Find the equation of the ellipse whose vertices are \((\pm 5,0 )\) with eccentricity \(e = \frac{1}{4}\).
Solution
As before, we plot the data given to us
From this sketch, we know that the major axis is horizontal, meaning \(a > b\). With the vertices located at \((\pm 5,0)\), we get \(a = 5\) so \(a^2 = 25\). We also know that the center is \((0,0)\) because the center is the midpoint of the vertices. All that remains is to find \(b^2\). To that end, we use the fact that the eccentricity \(e = \frac{1}{4}\) which means
\[e = \dfrac{\text{distance from the center to a focus}}{\text{distance from the center to a vertex}} = \dfrac{c}{a} = \dfrac{c}{5} = \dfrac{1}{4}\nonumber\]
from which we get \(c = \frac{5}{4}\). To get \(b^2\), we use the fact that \(c = \sqrt{a^2 - b^2}\), so \(\frac{5}{4} = \sqrt{25-b^2}\) from which we get \(b^2 = \frac{375}{16}\). Substituting all of our findings into the equation \(\frac{(x-h)^2}{a^2} + \frac{(y-k)^2}{b^2} = 1\), yields our final answer \(\frac{x^2}{25} + \frac{16y^2}{375}=1\).

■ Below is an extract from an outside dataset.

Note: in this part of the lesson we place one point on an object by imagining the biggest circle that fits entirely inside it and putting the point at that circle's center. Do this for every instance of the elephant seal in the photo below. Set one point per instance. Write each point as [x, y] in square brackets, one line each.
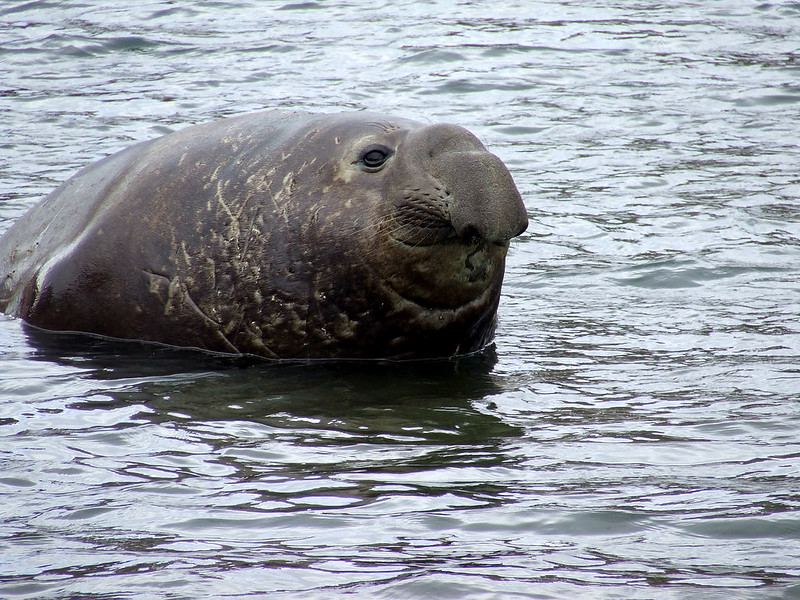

Applications Involving Ellipses
As with parabolas, ellipses have a reflective property. If we imagine the dashed lines below representing sound waves, then the waves emanating from one focus reflect off the top of the ellipse and head towards the other focus.
Such geometry is exploited in the construction of so-called "Whispering Galleries." If a person whispers at one focus, a person standing at the other focus will hear the first person as if they were standing right next to them. We explore the Whispering Galleries in our last example.
Jamie and Jason want to exchange secrets (terrible secrets) from across a crowded whispering gallery. Recall that a whispering gallery is a room which, in cross section, is half of an ellipse. If the room is 40 feet high at the center and 100 feet wide at the floor, how far from the outer wall should each of them stand so that they will be positioned at the foci of the ellipse?
Solution
Graphing the data yields
It’s most convenient to imagine this ellipse centered at \((0,0)\). Since the ellipse is \(100\) units wide and \(40\) units tall, we get \(a=50\) and \(b=40\). Hence, our ellipse has the equation \(\frac{x^2}{50^2}+\frac{y^2}{40^2} = 1\). We’re looking for the foci, and we get \(c = \sqrt{50^2-40^2} = \sqrt{900} = 30\), so that the foci are \(30\) units from the center. That means they are \(50-30=20\) units from the vertices. Hence, Jason and Jamie should stand \(20\) feet from opposite ends of the gallery.